What is up. A tremendous Thursday to you. This is going to be an epic post. Just in time for a zero tolerance Friday. That is right team awesome. Tyson, you wanted it - you got it. Yes sir, it's Alvin's mix large and in charge. I will even supply you with half speed and double speed. The second two are not as high quality, but you get the point. What are we talkin' about? Whyyyyyy!!!??? Awesome. I vote that youtube be the #1 sponsor on KDIS. Even without the money. I can't do without it. Update: I found, one of my favorites, the Jacko's Adult Alarm. Enjoy.
For all of you ladies that are extremely confused right now and don't understand why your husband is laughing hysterically while he listens to seemingly random bits of the Rome show, I have one piece of advice - give it two weeks...
Amanda, if you are really curious as to what "lunch with the monkey" refers to, wikipedia has provided an excellent resource for most if not all of what is said in Alvin's mix. Lunch with the monkey is in there under "soundbites that get run into the ground", find it's little excerpt. If you want even more info including Mike in C-town's side, you can scroll down to Reference 2 and read "tears of a clone". This is probably the best research I have ever done and the coolest thing I have found online to date. There is stuff in here that I didn't even know. Whoever put this together is the newest member of team awesome. What a resource. I am pumped up right now. As manifested by my inability to stop typing. Soundbite database
Cement Truck and Concrete Pump
11 years ago
3 comments:
Excellent Casey, This is how you play when you are on Team Awesome! 110% all the time.
I ask these simple questions...
Did Casey have time to do this? No, but he still did it.
Did Casey just throw it up and say here?
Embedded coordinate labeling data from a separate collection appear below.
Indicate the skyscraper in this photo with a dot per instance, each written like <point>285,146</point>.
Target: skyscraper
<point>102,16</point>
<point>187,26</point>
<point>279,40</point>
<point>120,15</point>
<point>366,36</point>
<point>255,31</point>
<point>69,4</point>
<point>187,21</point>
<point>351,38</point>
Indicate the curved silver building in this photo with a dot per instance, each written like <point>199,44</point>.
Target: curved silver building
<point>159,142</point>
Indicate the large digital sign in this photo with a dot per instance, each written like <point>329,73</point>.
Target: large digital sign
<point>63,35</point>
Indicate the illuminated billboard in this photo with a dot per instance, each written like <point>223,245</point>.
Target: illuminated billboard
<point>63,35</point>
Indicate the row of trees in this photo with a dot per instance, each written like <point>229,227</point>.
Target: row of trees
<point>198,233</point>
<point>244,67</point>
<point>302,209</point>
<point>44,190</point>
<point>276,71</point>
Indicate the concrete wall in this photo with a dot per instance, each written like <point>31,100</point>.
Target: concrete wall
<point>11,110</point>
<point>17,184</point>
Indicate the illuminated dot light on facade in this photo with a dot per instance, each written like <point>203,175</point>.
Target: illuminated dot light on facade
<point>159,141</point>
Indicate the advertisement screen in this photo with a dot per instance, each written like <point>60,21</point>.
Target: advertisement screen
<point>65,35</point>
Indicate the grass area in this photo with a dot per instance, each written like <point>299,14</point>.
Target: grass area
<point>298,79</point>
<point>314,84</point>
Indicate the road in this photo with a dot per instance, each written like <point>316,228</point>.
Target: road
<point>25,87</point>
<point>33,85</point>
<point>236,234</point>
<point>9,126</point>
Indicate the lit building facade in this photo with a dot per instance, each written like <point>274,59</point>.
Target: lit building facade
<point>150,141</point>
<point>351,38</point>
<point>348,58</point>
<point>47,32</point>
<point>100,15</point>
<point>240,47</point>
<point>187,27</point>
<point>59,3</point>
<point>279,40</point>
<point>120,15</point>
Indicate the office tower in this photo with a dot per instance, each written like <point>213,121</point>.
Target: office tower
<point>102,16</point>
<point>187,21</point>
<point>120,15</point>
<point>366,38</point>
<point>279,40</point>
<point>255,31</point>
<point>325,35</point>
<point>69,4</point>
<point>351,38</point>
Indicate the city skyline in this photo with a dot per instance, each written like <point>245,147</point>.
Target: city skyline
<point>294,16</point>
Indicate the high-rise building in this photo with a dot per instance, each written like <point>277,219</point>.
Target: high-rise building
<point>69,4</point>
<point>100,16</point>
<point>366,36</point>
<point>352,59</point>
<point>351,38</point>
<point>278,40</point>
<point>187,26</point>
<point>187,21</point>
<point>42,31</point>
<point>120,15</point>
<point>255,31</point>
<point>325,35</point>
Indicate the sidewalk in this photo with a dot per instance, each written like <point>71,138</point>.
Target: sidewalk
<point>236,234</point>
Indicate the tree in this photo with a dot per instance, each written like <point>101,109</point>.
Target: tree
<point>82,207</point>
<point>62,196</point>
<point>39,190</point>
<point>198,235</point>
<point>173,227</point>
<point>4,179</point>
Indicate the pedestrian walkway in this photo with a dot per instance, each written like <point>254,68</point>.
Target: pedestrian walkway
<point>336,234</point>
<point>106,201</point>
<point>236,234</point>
No, he commented and made us UNDERSTAND his research.
This is the kind of contribution that gets you racked, and if I may be the first to say.....
War C-Hub, as you are one of the original 4 affiliates of Team Awesome, and KDIS.
Also, I must refer all readers back the the blog entitled Ri-Bone Inc. for a clarification on E#'s. Under the pounding post....read the last comment, it should clear up any doubt as to when an E# is appropriate.
No, I am just saying that throwing around E#'s just because you can is unnecessary. If I am 5 feet away, I could just use a regular good ol' pound.
But if I did call you gay, what could you possibly do about it?